The audience cheered, and after brief remarks from officials, including Congressman David Price (D-NC), city staff pulled a blue tarp off a waiting bus, unveiling the new Bull City Connector, the fare-free service linking city destinations, including Duke, Durham’s historic and revitalized downtown, Ninth Street and Golden Belt.
The Bull City Connector provides service with hybrid buses every 15 minutes Monday through Friday from 7 a.m. to 6 p.m., and every 20 minutes from 6 p.m. to midnight. On Saturday and holidays, buses will arrive every 20 minutes from 7 a.m. to midnight. The service will not operate on Sunday.
Interactive Route Map
The Connector route includes many stops at or near Duke, including near offices at the American Tobacco Campus.
Phail Wynn, Jr., vice president of Durham and Regional Affairs at Duke, said the new service is a valuable benefit for Duke students and employees. “The Bull City Connector is an important component of our economic development and downtown revitalization partnership with the City of Durham,” Wynn said. “This fare-free, Duke-to-downtown Durham transit connector will be of tremendous benefit to not only Duke students but also to the nearly 2,000 Duke University and Duke University Health System employees working in downtown Durham.”
The Bull City Connector received financial support from Duke. Under an agreement with the city, Duke provided $375,000 in matching funds so the City could receive a $3 million federal grant and a $375,000 state grant to buy new hybrid-diesel-electric buses for the Bull City Connector route. Duke will also contribute toward annual operating costs of the service; the City and Triangle Transit will manage the service.
Mayor Bell said the service helps Durham reach its goal of expanding public transit to increase community mobility, access and connectivity.
“For transit to be successful, it needs to be convenient and easy to use.
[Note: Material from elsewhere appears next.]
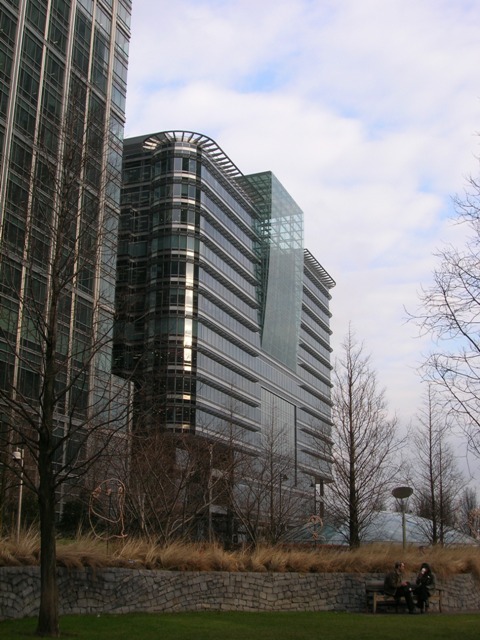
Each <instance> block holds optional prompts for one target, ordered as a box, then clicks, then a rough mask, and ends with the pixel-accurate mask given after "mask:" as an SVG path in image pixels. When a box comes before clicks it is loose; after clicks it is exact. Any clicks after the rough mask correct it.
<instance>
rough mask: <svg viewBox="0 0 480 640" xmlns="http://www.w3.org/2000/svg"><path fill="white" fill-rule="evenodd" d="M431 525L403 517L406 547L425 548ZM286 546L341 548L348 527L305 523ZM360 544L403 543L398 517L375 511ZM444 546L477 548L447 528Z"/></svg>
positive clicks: (429, 536) (346, 526) (347, 531)
mask: <svg viewBox="0 0 480 640" xmlns="http://www.w3.org/2000/svg"><path fill="white" fill-rule="evenodd" d="M431 528H432V523H431V521H430V520H427V519H426V518H420V517H419V516H414V515H412V514H410V513H407V514H405V529H406V540H407V544H414V545H429V544H430V536H429V532H430V531H431ZM285 541H286V542H303V543H306V542H317V543H318V544H332V545H344V544H347V542H348V526H347V525H345V526H342V527H338V528H336V527H333V526H331V525H329V524H324V525H323V526H319V525H318V524H315V523H307V524H305V525H304V526H303V527H301V528H300V529H297V530H295V531H290V532H289V534H288V535H287V536H286V539H285ZM361 542H362V543H373V542H384V543H385V542H387V543H388V542H392V543H400V544H402V542H403V528H402V514H401V513H398V512H392V511H378V512H377V513H376V514H375V515H374V516H373V518H372V520H371V522H370V524H369V525H368V526H367V527H366V529H365V530H364V531H363V534H362V536H361ZM444 544H447V545H478V544H479V541H478V540H476V539H475V538H472V537H471V536H468V535H466V534H464V533H462V532H461V531H458V530H456V529H452V528H450V527H448V528H447V529H446V530H445V531H444Z"/></svg>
One way to accomplish that is to make it fare free, which is one of the wonderful aspects of the new Bull City Connector,” Bell said. “In my opinion, successful cities of the future will be those that offer transportation choices, conserve energy resources, preserve the environment, and provide mobility options. Those actions will ultimately result in an improved quality of life for all residents and I believe the Bull City Connector brings us closer to reaching that goal here in Durham.”
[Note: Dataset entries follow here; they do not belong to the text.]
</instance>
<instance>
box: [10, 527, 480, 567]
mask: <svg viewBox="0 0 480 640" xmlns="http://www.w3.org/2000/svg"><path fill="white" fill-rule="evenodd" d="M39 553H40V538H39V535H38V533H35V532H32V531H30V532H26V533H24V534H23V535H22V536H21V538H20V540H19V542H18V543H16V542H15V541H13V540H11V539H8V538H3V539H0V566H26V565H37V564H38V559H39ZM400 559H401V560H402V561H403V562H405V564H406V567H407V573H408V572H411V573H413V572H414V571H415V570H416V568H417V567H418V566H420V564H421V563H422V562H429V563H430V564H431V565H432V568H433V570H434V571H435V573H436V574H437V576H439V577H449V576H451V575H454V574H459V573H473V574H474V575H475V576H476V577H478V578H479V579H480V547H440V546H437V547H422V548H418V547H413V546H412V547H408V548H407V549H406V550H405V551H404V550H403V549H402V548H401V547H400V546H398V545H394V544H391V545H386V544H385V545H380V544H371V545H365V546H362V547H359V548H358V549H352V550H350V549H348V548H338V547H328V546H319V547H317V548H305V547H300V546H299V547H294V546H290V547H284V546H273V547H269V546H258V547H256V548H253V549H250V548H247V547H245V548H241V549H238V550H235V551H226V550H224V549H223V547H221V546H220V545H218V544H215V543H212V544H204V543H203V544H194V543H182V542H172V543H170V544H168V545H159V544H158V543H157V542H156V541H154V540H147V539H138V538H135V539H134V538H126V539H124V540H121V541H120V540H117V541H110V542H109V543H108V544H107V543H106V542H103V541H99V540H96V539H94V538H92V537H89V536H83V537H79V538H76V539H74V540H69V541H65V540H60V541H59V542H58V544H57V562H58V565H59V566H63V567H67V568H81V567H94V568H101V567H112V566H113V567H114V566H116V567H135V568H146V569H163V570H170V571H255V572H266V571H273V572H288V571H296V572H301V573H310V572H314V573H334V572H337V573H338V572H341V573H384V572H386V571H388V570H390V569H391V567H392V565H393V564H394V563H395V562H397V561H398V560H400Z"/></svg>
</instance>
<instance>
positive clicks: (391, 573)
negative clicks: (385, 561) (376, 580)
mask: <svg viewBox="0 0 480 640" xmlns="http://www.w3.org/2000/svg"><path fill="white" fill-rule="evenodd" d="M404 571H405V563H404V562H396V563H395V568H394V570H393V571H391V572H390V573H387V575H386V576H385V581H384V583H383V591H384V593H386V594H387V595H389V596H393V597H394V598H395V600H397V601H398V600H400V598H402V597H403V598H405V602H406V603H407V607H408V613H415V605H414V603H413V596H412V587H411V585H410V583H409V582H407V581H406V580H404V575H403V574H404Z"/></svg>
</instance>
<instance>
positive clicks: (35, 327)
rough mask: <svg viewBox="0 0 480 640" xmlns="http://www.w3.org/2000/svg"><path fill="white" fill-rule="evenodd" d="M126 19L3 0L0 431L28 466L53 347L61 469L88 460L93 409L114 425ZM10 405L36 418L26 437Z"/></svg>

The Bull City Connector features hybrid buses that hold approximately 60 passengers each. Delivery of the new hybrid buses is expected in early 2012. In the meantime, the service will use hybrid buses already in the DATA bus fleet. The hybrid buses also feature many accessible features such as wheelchair securement, an entrance ramp, and a kneeling feature. The buses also include a video surveillance system, talking bus features for the visually impaired and bike racks.
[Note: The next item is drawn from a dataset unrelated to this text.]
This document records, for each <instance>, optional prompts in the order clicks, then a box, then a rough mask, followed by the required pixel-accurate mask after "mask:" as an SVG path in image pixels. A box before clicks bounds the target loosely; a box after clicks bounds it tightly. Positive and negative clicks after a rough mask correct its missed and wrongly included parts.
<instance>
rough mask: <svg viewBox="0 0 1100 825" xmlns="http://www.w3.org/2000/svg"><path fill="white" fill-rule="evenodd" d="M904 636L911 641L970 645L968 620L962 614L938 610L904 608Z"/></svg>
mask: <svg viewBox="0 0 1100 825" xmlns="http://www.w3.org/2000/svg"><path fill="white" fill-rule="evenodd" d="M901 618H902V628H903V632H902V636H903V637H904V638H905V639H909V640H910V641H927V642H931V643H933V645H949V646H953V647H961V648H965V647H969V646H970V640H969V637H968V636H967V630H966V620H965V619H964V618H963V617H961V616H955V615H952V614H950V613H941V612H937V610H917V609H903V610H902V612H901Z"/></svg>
North Carolina Central University will also link to the new Bull City Connector thanks to the NCCU Connection, a new fare-free transit initiative designed specifically for NCCU and Duke students, faculty, and staff. Starting August 16, NCCU and Duke students, faculty, and staff may board the Durham Area Transit Authority (DATA) Route 5 bus (displaying the NCCU Connection emblem) anywhere between Cecil Street and Durham Station, simply by showing a valid NCCU or Duke ID card. Once on board the NCCU Connection, students, faculty, and staff may continue their travel free-of-charge on Route 5 or on the Bull City Connector.